The MBP has a host of connection options without need for a dongle if you buy new cables.
...and the old MBP had a host of connection options without the need for a dongle
or new cables... and nobody is suggesting that the new MBP should have
zero USB-C/TB3 ports, so that would include TB displays, docks and USB-C 3.1g2 devices. It had even got to the stage where data projectors were starting to come with HDMI so you didn't even need a VGA dongle any more.
Personally, I see no real difference between a USB-A to C adaptor on the end of a cable and the cable itself.
...well, yes, that's actually part of the problem: in most cases, no advantage c.f. a USB-A cable, or a USB-C cable with a C-to-A adaptor (which usually
comes in the box with any USB3.1-over-USB-C not made by Apple). So the only difference is the $5-$30 you paid for the adapter/new cable (times however many you need) - or the fact that it doesn't work possibly accompanied by the smell of burning electronics if you got a cheaper no-name adapter because you were feeling lucky.

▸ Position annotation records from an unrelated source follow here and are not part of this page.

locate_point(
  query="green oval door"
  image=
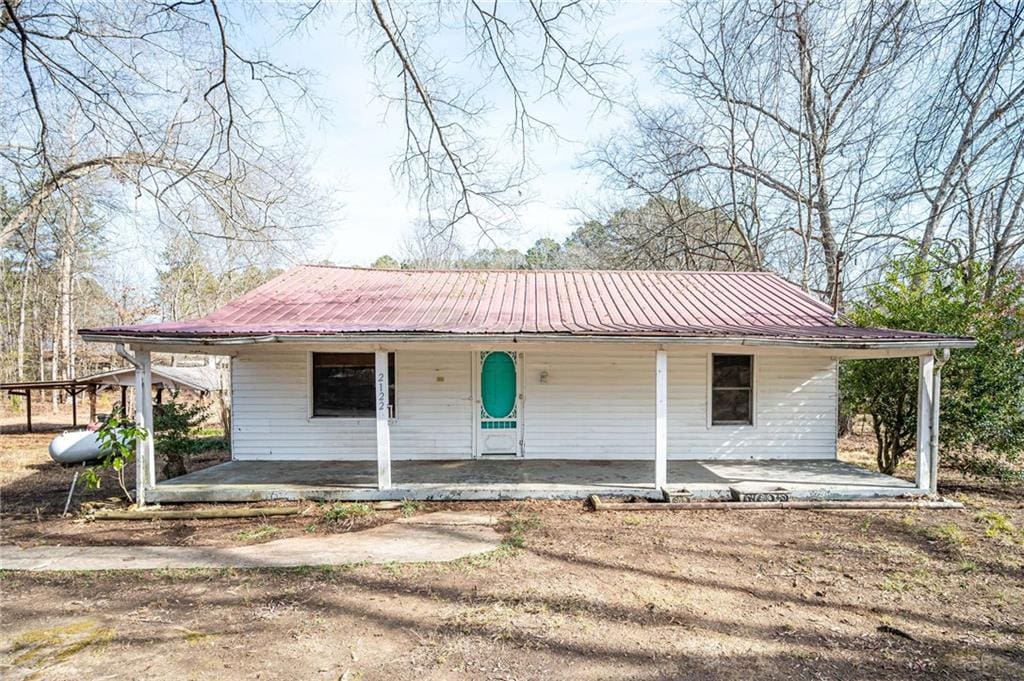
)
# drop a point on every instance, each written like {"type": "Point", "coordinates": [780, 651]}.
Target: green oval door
{"type": "Point", "coordinates": [498, 385]}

Oh, and in many cases, look harder: that simple, what-can-possibly-go-wrong cable is now an active cable with an ID chip and/or various strategically placed resistors or other components that has to meet a complex protocol stack. That HDMI-HDMI cable now has needs all the extras to correctly force the USB-C port into DisplayPort Alt Mode
plus an active DisplayPort-to-HDMI converter (same routine for VGA)... and when devices that support "native" USB-C HDMI Alt Mode start to appear we'll have a new generation of physically identical USB-C-to-HDMI adaptors that won't work on most existing computers. Even the USB-C to DisplayPort cables include some power conversion jiggery-pokery - its not like the old TB1/2 ports with DP++ so you could just plug a
passive full-sized-DP, HDMI, VGA or DVI in and they'd emit the right signal.
In most cases, all USB-C achieves is to combine several otherwise independent functions (Thunderbolt, USB 2/3/3.1, data, displayPort) into a single connector. Which may be great for phones (...for the five minutes between USB-C becoming ubiquitous and all phones going totally wireless and hermetically sealed) but is a pointless form-over-function complication on anything bigger than a 12" MacBook that just adds a whole new and exciting catalogue of things to go wrong along with a combinatorial explosion of cable types.
Of course, the whole idea was born at the time when the entire computer industry decided that tablets and phones were the future and nobody wanted PCs ...turns out that nobody wanted PCs
because the computer industry was ploughing all of their effort into developing and selling mobiles, to the extent of even messing up PC software to make it more "mobile like" (*cough* Windows 8 *cough*). I suspect the only reason that Intel adopted the USB-C connector for Thunderbolt 3 was so that they could sell their TB3 controllers as the 'go-to' USB 3.1 controller, too... because I
want my super-fast external storage array to be plugged into a scratty little connector, designed for phones, that falls out if you give it a hard stare.
Oh, and a USB-C cable killed my brother, stole my wife, traumatised my pet cat and made me go bald. Every USB-C connector is made by strangling a baby seal with dolphin entrails....

But seriously, folks - its a different shaped connector for a bunch of established protocols that work just fine with the old connectors. It doesn't do anything new.